Make the problem Go Away.
Crisis is an opportunity for regulators looking for message cases; interest groups vying for causes; ambitious politicians looking for platforms; attorneys generals aspiring to be governors; activists investors looking for leverage; plaintiffs lawyers harvesting class litigants; and journalists competing for eyeballs. If you are really unlucky, you will get all of these adversaries in succession.
To make a crisis go away, reduce exposure and rehabilitate reputation, you have to be able to anticipate what’s next. You must understand what is causing the underlying problem and how to fix it. It’s not simply about message points and reporter contacts, but about understanding adversaries and what makes them tick. It’s about how information is shared, leaked, and escalated.

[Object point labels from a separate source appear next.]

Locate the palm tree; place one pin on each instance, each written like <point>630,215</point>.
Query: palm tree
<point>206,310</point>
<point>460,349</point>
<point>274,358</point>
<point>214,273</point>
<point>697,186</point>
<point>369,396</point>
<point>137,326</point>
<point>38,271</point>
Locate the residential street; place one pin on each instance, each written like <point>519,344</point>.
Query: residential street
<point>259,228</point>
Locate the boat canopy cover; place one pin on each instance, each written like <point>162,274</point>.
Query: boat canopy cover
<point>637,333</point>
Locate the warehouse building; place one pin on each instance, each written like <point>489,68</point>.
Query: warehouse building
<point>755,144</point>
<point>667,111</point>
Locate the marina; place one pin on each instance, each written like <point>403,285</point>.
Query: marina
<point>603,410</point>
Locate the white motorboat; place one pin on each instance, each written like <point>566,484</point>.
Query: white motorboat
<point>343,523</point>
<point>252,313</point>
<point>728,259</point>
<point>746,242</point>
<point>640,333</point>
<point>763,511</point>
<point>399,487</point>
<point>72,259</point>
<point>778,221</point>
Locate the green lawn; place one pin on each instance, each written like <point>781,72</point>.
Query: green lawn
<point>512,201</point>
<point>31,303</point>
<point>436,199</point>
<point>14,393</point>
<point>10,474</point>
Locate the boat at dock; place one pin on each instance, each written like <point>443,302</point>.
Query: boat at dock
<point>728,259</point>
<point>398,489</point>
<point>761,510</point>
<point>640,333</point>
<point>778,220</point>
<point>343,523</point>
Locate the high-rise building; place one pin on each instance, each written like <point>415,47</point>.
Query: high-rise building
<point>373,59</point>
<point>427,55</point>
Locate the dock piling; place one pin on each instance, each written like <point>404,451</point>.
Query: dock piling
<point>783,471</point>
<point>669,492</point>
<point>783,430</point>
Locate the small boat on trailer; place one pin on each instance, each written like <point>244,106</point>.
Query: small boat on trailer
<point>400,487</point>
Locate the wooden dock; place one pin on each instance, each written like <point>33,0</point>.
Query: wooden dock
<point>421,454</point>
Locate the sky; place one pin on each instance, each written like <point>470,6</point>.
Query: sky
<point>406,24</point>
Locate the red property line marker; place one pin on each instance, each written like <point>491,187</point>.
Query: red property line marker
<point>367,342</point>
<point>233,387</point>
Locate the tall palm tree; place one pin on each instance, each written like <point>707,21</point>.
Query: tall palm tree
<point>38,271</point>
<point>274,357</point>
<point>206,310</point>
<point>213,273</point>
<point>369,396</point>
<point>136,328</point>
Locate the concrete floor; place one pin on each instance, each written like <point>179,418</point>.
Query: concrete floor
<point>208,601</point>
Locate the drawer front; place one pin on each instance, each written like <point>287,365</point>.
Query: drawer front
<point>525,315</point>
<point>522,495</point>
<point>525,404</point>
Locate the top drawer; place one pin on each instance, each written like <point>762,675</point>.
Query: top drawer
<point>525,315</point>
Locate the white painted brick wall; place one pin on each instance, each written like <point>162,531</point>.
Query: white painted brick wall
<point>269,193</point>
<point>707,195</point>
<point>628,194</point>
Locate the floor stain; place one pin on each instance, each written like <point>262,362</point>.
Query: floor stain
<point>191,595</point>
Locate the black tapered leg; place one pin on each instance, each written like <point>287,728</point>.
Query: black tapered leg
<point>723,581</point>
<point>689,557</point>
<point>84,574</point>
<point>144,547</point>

It’s about what short term sacrifice will make the story go away and preserve value and reputation.
What exactly is behind the campaign to cause disruption? If you don’t know that, you’re guessing.

Rebuild the Reputation.
Most crises present opportunities to show courage and leadership, fix the problem, re-earn trust and rehabilitate and even accentuate reputation. But they require solid intelligence, proper timing, a deft understanding of political machinations, and the echo chamber to write the first draft of history.
A good crisis should never be wasted. Once the wound is cauterized, rebuild the reputation and accelerate brand and share value. Johnson & Johnson built a veritable shield against treacherous news through heroic leadership and transparency they showed in the Tylenol cyanide crisis.
Because their actions spoke of “putting customer safety ahead of profits,” it bought them three full decades of trust and value.